Newsroom Workflow: Tools and tactics to simplify and iterate
Mizzou students Abby Ivory-Ganja and Marlee L. Baldridge are at the Online News Association Conference to cover tech and innovation sessions for RJI. Visit our ONA page to see all the coverage.
Story by Abby Ivory-Ganja
If your newsroom’s workflow runs well, it’s easier to create great journalism. Silos can create miscommunication and confusion. In a session designed to share information around making newsroom processes easier, here are some takeaways:
Meetings
At the Wall Street Journal, many meetings are booked for a half hour, and sometimes there will be another half hour booked behind on it. But if the meeting is billed as an hour, it will take an hour.
Michael Ventura, deputy editor for newsroom workflow at the WSJ, recommends using an agenda in meetings too. But don’t use the meeting to recite the agenda again. A good meeting is for more robust discussion around the agenda.
Also, if you want to set a no phone policy in a meeting, ask yourself why the meeting isn’t engaging enough to keep attendees off their phones.
Email and Slack
Many newsrooms have adopted Slack as a communication tool, but it hasn’t replaced email… yet. One problem with sending an email to a large group is that you don’t always know if everyone has read and acknowledged it. Slack can help solve that problem. Ventura recommends using emojis on Slack to acknowledge a message has been seen.

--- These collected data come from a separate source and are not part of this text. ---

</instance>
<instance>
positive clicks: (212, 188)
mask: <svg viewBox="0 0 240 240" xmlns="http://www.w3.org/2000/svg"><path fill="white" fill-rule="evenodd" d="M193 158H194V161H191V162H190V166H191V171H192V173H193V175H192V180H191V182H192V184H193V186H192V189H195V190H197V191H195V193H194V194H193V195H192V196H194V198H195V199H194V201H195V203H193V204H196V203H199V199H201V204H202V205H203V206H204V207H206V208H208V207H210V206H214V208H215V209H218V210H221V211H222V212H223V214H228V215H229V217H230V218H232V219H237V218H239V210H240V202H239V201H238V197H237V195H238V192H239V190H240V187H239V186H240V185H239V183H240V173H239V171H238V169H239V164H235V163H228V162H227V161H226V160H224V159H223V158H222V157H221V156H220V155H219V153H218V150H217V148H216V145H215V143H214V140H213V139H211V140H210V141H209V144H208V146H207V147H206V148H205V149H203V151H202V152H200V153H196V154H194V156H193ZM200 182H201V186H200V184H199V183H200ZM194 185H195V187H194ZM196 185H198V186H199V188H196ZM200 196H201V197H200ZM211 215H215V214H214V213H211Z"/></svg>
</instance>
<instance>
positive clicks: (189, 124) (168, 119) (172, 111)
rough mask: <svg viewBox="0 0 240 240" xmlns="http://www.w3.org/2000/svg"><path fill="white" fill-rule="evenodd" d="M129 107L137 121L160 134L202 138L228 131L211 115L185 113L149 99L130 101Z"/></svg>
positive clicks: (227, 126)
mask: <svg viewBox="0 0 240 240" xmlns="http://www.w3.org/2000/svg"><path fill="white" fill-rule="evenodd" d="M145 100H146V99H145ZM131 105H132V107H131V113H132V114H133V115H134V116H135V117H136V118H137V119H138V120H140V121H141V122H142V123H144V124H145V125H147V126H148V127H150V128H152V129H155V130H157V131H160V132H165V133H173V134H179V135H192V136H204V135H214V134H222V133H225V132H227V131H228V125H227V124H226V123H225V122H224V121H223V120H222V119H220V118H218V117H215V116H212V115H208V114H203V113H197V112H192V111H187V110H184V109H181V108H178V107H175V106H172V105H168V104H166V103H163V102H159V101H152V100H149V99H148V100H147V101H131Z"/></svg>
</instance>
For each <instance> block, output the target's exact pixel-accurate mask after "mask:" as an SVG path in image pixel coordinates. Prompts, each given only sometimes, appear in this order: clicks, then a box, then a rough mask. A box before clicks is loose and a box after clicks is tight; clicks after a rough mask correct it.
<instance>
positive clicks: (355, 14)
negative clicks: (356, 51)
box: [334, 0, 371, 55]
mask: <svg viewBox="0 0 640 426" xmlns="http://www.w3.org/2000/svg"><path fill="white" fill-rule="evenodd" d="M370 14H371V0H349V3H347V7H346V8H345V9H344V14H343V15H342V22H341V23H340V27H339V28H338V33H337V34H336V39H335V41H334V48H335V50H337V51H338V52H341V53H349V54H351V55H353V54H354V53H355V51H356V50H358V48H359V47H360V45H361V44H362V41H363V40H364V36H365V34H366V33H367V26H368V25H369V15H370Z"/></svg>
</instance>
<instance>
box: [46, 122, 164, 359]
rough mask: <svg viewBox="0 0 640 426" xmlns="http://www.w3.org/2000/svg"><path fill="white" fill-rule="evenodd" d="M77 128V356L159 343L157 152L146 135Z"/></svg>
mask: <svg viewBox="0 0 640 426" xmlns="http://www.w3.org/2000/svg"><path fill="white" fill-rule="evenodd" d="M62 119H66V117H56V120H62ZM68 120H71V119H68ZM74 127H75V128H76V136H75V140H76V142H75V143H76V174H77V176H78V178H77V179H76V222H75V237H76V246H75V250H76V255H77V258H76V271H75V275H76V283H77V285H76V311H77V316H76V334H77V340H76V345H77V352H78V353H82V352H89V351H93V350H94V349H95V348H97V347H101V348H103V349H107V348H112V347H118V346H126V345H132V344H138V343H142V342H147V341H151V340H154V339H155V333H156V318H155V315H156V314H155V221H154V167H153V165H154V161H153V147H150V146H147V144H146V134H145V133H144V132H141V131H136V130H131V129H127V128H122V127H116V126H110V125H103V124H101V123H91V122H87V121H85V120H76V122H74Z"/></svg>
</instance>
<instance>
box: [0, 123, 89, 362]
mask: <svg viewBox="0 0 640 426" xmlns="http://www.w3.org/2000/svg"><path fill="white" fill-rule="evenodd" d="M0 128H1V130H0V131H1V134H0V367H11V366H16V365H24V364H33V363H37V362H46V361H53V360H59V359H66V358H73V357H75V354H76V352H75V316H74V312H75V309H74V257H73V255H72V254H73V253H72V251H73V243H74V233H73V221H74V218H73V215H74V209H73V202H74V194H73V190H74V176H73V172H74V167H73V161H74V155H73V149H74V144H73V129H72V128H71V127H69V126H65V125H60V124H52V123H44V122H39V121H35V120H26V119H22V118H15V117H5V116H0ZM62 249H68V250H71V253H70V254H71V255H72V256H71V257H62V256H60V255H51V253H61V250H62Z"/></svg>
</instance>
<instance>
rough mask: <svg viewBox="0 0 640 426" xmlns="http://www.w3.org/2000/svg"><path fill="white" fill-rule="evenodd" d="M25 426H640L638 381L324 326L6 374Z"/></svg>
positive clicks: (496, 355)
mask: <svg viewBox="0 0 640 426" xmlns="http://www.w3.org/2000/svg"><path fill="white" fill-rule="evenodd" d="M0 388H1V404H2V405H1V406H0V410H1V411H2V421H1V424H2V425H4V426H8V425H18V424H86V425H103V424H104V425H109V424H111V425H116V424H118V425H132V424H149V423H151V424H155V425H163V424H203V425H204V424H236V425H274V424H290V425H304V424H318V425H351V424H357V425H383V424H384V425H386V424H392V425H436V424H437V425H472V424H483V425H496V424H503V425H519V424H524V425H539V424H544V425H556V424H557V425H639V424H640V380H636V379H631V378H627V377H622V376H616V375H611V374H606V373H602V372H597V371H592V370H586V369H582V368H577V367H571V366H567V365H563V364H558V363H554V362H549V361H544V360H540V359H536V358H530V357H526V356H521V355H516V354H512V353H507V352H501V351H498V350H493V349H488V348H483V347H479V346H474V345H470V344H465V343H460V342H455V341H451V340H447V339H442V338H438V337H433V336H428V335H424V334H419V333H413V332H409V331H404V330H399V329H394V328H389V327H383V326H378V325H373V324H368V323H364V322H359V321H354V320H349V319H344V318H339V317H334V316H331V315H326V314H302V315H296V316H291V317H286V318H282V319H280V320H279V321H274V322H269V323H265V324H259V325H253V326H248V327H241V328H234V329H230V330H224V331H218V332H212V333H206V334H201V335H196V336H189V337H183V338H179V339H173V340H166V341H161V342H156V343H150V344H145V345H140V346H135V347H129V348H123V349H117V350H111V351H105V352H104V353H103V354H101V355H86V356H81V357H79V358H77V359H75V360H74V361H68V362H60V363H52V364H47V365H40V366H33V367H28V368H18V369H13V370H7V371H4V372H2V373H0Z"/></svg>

Make sure to set and share guidelines around what kind of communications belong in Slack and consolidate or delete email groups to move them to Slack channels if possible.
Implementing new tools
Approach change as “tiny experiments” for 3-6 weeks. People often love the “experiment” and don’t want to change back after it ends. But framing it as an experiment allows room for feedback and iteration, and makes people feel less resistant to change.